Step 1: Verify Environment
python -m pytest packages/evaluator/tests -q
python -m pytest packages/runner/tests -q
Step 2: Create a Bundle
python -m automechinterp_evaluator.cli init-template \
--output-dir /tmp/my_bundle
This writes protocol.yaml, hypothesis.jsonl, evaluation_result.json, and manifest.json.
Step 3: Generate Candidate Hypotheses (Optional)

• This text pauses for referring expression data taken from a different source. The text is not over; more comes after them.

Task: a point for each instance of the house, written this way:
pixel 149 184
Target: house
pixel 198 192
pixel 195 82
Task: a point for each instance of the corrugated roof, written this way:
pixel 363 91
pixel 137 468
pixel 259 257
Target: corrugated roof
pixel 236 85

python -m automechinterp_evaluator.cli generate-agent-output \
--bundle /tmp/my_bundle --count 3 --overwrite
python -m automechinterp_evaluator.cli generate-hypotheses \
--bundle /tmp/my_bundle \
--agent-output /tmp/my_bundle/agent_output.json \
--overwrite
Step 4: Run Stage-2 and Evaluate
python -m automechinterp_runner.cli run \
--bundle /tmp/my_bundle --mode mock --device cpu --examples-per-cell 20
python -m automechinterp_evaluator.cli evaluate \
--bundle /tmp/my_bundle --output /tmp/my_bundle/result.json
python -m automechinterp_evaluator.cli report \
--bundle /tmp/my_bundle --output /tmp/my_bundle/stage_gate_report.md
Step 5: Generate Workflow Review
python -m automechinterp_evaluator.cli submission-review \
--bundle /tmp/my_bundle --reruns 3 \
--output-json /tmp/my_bundle/submission_review.json \
--output-md /tmp/my_bundle/submission_review.md
Maps failed gates to concrete next actions and verifies deterministic decision stability.
Step 6: Compatibility Check
python -m automechinterp_evaluator.cli reference-vectors
Validates canonical tiering behavior against shared reference vectors.